Inutile rifare qui la storia della Valla o tentare di schizzare un profilo di Citati il critico, uno dei maggiori, comunque, degli ultimi cinquant’anni. Ho tentato di fare entrambe le cose in due successivi interventi sulla Domenica del Sole 24 Ore dell’agosto passato, e soltanto due giorni fa è uscito per Adelphi il suo primo volume postumo, La ragazza dagli occhi d’oro. Tutti gli dobbiamo qualcosa sia come intellettuali che come consiglieri o soci della Valla. Io, in particolare, gli sono debitore dell’elezione d’imperio che eseguì nel 2005 quando mi annunciò che avrebbe compiuto poco dopo 75 anni, che perciò lasciava la direzione e che voleva la prendessi io. «Ma io non sono un classicista», gli obiettai, e lui: «Appunto! Io non voglio un classicista. I classicisti hanno i paraocchi». Mi ingiunse di decidere presto, cosa che feci. Erano un onore non comune e un peso talvolta soperchiante.
Di lui come critico e scrittore hanno detto e diranno in tanti, me compreso. La dedizione di quest’uomo alla lettura e allo scrutinio dei grandi testi è commovente. Sino all’ultimo, perché di due giorni fa è l’uscita della Ragazza dagli occhi d’oro, il suo ultimo libro dal titolo balzachiano, per i tipi di Adelphi, che è una summa del suo sapere. Un dono prima della partenza, una testimonianza finale da questa parte.
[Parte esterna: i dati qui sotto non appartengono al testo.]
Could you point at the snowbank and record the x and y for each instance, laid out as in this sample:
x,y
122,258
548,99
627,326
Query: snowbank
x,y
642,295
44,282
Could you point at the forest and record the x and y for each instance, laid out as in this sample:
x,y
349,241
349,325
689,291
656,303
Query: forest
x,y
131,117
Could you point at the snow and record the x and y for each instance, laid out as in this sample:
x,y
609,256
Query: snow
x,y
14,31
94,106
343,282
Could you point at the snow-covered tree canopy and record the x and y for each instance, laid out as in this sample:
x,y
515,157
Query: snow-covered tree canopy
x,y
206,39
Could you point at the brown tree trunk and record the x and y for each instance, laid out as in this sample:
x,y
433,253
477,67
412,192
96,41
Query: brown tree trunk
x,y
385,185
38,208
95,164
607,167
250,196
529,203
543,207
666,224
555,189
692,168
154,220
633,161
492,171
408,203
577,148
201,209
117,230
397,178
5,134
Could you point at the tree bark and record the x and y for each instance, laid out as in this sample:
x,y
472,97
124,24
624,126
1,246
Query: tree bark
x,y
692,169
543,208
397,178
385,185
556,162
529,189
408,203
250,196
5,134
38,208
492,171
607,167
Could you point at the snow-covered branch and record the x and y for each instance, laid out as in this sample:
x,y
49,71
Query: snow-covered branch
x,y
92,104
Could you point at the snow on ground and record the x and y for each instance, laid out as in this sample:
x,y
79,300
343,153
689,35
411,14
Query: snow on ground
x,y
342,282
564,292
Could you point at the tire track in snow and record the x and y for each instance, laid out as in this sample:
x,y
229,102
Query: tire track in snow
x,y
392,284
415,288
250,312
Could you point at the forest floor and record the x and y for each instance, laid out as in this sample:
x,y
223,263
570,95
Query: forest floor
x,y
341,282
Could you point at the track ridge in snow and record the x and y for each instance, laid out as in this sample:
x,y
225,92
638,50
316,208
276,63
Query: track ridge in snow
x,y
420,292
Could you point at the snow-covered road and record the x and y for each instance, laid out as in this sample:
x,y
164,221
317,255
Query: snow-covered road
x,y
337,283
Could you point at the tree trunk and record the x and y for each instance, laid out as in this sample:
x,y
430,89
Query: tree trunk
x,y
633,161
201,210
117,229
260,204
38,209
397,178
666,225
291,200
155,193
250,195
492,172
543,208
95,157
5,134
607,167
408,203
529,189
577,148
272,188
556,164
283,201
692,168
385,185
Vorrei dire una parola di lui come uomo. Pietro Citati era severo, talvolta irritabile, disdegnoso, impaziente, fortemente ‘opinionated’. Un megalopsychos, un magnanimo in termini aristotelici e danteschi.
Con me, è sempre stato di una gentilezza e di un’attenzione senza fine. Mi chiamava ‘lo sventurato’, dopo l’incidente del gennaio scorso, finché ha potuto parlare. Vederlo decadere lentamente, dopo quel 90° compleanno che diversi di noi celebrammo a casa sua, è stata una lezione quasi insopportabile e certo indimenticabile.
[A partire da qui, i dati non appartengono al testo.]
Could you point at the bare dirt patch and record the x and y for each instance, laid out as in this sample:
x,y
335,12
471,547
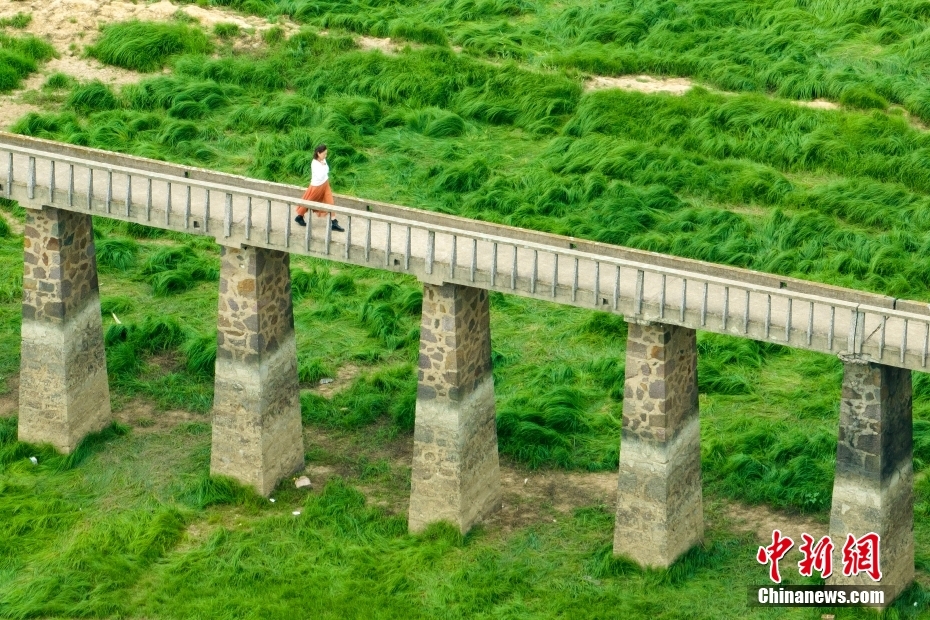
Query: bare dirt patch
x,y
144,417
641,84
818,104
343,378
373,43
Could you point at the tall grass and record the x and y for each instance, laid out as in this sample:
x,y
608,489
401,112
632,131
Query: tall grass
x,y
146,46
19,57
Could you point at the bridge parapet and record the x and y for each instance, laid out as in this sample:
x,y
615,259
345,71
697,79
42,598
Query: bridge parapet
x,y
437,248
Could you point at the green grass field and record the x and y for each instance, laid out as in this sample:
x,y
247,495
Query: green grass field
x,y
504,131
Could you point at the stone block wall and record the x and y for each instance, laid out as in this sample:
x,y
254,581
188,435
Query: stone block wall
x,y
455,475
873,487
659,501
64,393
257,432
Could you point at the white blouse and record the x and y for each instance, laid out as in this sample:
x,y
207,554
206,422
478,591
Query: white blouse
x,y
319,172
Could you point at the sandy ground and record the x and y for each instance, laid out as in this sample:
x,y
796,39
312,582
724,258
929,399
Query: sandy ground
x,y
70,25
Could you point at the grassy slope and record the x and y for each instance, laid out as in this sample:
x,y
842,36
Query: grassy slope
x,y
704,175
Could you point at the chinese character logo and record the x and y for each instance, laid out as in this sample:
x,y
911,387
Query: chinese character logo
x,y
773,553
817,557
861,556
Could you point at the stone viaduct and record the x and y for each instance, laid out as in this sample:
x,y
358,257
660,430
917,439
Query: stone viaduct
x,y
455,476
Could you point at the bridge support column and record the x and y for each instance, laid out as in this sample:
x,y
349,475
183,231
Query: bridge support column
x,y
257,432
455,474
873,487
659,509
63,394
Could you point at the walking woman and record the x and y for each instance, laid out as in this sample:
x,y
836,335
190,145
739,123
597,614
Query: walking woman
x,y
319,190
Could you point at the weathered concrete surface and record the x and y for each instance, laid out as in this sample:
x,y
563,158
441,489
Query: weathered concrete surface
x,y
63,372
873,488
456,476
257,436
659,510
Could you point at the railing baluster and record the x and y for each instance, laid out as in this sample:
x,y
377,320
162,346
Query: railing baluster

Conoscevo meno bene Antonio Bucarelli, il gigante buono, il vero nume tutelare della Valla, dal vocione romanesco. Padrone delle vie contabili e legali, era furbo come Ulisse e forte come Aiace Telamonio. Difendeva la Fondazione con le unghie e con i denti, architettava modifiche di statuto, faceva da intermediario con la Mondadori. È stato fondamentale per aiutarci a superare i mesi peggiori della nostra crisi, tra il 2020 e il 2021. Non era soltanto un ragioniere sopraffino, ma anche un notevole uomo di cultura, che lavorava per noi perché aveva una passione per i libri. Buona parte dei nostri, li leggeva. A un certo punto, scoprii che leggeva i miei, e iniziai a farglieli mandare. Solo un uomo dallo spirito saggio e libero come il suo, e dall’evidente umorismo, avrebbe potuto dettare quell’Ultima Lettera prima di varcare la soglia come se l’avesse già varcata. Un gesto alla Borges, senza malinconie: «Cari amici, domani sarò morto». Grazie, dottor Bucarelli: ricevuto. Non la dimenticheremo.